CONCLUSION

The practical implementation of processes to describe and access information can be complex. While the issues concerning description and access of information are not difficult to understand in a strictly intellectual sense, coordinating the creation of cataloging and metadata in a production environment can be. Much of the data necessary to successfully retrieve and present digital information online is inherent in the conversion/creation process of that information. If files are not named properly or essential metadata are not captured at the time of image scanning or record creation, the material can be unusable without highly expensive manual intervention or reprogramming. The process of quality review, worthy of an article in itself, is an activity that is crucial at both ends of the digital content production cycle to verify that the digitally converted information is legible, clear, and properly labeled.
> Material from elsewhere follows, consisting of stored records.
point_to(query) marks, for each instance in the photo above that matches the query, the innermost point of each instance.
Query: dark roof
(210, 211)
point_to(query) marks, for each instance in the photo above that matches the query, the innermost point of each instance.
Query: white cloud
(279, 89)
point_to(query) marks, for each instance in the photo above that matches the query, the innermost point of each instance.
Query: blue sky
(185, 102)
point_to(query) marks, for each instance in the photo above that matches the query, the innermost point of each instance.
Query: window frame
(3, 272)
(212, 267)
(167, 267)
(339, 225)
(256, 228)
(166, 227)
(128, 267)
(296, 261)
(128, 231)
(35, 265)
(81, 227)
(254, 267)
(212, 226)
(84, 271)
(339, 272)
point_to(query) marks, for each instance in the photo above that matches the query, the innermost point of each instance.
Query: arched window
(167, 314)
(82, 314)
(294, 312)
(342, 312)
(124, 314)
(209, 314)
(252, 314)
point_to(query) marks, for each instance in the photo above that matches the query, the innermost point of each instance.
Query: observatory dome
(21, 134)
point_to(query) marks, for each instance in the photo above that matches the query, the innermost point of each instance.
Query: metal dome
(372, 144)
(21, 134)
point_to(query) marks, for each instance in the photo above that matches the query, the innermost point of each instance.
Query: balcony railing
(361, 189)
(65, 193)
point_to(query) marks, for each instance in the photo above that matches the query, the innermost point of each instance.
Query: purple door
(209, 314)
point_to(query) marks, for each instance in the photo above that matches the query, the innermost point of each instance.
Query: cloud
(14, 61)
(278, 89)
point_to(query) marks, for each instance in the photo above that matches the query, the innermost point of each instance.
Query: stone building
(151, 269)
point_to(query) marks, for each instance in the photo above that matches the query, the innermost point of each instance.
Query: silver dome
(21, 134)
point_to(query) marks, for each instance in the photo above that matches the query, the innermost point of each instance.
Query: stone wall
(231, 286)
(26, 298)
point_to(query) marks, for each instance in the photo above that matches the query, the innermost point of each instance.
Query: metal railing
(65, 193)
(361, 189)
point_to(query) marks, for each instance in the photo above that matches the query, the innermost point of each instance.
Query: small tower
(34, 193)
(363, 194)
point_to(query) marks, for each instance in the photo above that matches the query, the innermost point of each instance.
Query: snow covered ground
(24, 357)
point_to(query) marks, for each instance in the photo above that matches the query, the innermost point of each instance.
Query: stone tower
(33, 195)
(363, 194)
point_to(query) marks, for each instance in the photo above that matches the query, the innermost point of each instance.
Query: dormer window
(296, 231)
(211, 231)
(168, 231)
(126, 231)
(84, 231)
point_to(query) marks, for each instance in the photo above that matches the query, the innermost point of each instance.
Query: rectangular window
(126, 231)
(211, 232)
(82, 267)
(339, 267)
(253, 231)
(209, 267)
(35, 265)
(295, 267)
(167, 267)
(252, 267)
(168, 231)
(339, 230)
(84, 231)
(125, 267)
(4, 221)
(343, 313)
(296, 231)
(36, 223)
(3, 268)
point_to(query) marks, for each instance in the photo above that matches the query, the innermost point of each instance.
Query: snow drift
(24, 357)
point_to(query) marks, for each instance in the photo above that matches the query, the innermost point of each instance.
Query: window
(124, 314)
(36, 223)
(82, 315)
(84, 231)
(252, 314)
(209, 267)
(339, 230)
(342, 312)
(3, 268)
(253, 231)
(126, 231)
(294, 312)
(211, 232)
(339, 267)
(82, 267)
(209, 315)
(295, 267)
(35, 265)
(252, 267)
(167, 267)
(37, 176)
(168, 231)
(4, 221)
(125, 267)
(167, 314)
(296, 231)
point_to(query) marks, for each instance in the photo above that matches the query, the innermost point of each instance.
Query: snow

A final conclusion from what was seen in Japan and from what this author knows to be true in the United States is that digital content management on a large scale is a huge question impacting digital libraries in Japan and the United States. Traditional methods of description and access are not practical, affordable, or appropriate for large amounts of digital material. The library community has led admirably in terms of standardizing data formats and standards for description and access that make bibliographic records interoperable. In Rama Chellappa's Chapter 6 concerning image retrieval in Japan, and Bruce Croft's impressions regarding text (Chapter 5), there are some research agendas with the goal of achieving scalable solutions to content conversion and management problems. But until that time, digital information organization must continue to be studied, prototyped through projects such as the DLIB II initiative, and considered carefully by professionals in many disciplines.